Güzel Müslüman olmak

Altınoluk ismiyle 28 yıldır çıkan aylık bir derginin yayın yönetmeniyim. Altınoluk’un yayın muhtevasını, “İslam - İnsan, İslam - Müslüman, İslam - Toplum ilişkilerini tahlil” üzerine inşa ettiğimizi söylerim hep.

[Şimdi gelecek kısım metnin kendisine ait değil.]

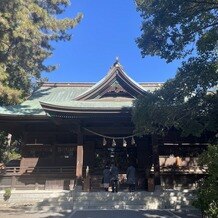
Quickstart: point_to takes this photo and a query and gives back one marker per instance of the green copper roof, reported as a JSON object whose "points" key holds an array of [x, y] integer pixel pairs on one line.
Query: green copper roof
{"points": [[63, 95]]}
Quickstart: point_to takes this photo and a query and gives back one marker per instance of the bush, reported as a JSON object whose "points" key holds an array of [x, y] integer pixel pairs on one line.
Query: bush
{"points": [[207, 193]]}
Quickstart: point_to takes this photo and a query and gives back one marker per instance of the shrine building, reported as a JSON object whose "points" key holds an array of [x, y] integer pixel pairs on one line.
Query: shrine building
{"points": [[70, 131]]}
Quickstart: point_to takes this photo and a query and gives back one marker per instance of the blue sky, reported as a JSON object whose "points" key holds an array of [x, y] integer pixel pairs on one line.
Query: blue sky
{"points": [[108, 30]]}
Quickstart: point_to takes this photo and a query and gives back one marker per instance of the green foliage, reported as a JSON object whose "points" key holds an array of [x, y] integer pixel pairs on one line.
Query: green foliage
{"points": [[176, 29], [171, 28], [8, 151], [7, 194], [207, 192], [26, 29]]}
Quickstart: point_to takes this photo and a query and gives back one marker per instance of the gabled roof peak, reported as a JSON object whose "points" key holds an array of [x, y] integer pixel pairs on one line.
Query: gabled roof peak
{"points": [[123, 83]]}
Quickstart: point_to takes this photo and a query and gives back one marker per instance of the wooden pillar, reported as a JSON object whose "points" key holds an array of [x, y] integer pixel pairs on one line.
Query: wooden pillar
{"points": [[79, 158], [156, 160]]}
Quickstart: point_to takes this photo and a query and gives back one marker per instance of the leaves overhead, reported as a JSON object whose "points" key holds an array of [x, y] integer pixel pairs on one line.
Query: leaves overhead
{"points": [[172, 28], [175, 29], [26, 29]]}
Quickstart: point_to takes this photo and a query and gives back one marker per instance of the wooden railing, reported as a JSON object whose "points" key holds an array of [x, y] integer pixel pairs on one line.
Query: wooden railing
{"points": [[183, 169], [29, 170]]}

Şubat - 2011’de “Güzel Müslüman olmak” şeklindeki bir kapak sözü ile çıktı Altınoluk. O kapak sözü, İslam - Müslüman ilişkisinde ortaya çıkan bir “açı farkı”na işaret için seçilmişti. Açı farkının büyüdüğü kaygısını taşıyorum. Dışardan bakıldığında hatta, “İslam nasıl bir inşa eder?” sorusunun doğru cevaplandırılmasını zorlaştıran bir durum arzediyor. Bugün o yazının bir bölümünü sizlerle paylaşmak istiyorum. Tamamına Altınoluk dergisinin elektronik ortamdaki arşivinden okuyabilirsiniz. Okumanızı dilerim. Gelin kısaca bakalım İslam ve Müslüman arasındaki ilişkinin niteliğine ve kendimize:

“Cemil (Güzel) olan ve cemali (güzelliği) seven Allah’ın kuluyuz.

Allah’ın “Güzel örnek” diye tavsif buyurduğu Hazreti Muhammed Mustafa’nın (s.a.) ümmetiyiz. (Ahzab,21)

“Müslümanlardanım” demek, ilahi kelamda “en güzel söz” olarak vasıflandırılmış. (Fussılet, 33)

...Ama İslam’ın kişiyi güzelleştirmesi bir iradeye, bir emeğe bağlı. Bu irade gösterilmez, bu emek verilmezse, kişilikler İslam’ın güzellikleriyle donanmayabiliyor ve oraya “Güzel olmayan bir insan tipi” çıkabiliyor.

“Güzel olmayan bir müslüman”dan söz edilebilir mi? Yani bir insan hem müslüman olup, hem de “Güzelliği yeterince kuşanmamış” olabilir mi?

Bunu söylemek ne kadar bir tezadı ifade etmek anlamına geliyor olursa olsun, hem İslam dairesinde bulunuyor olup, hem de bütün kişiliği güzelliklerle donanamamış olmak, mümkündür.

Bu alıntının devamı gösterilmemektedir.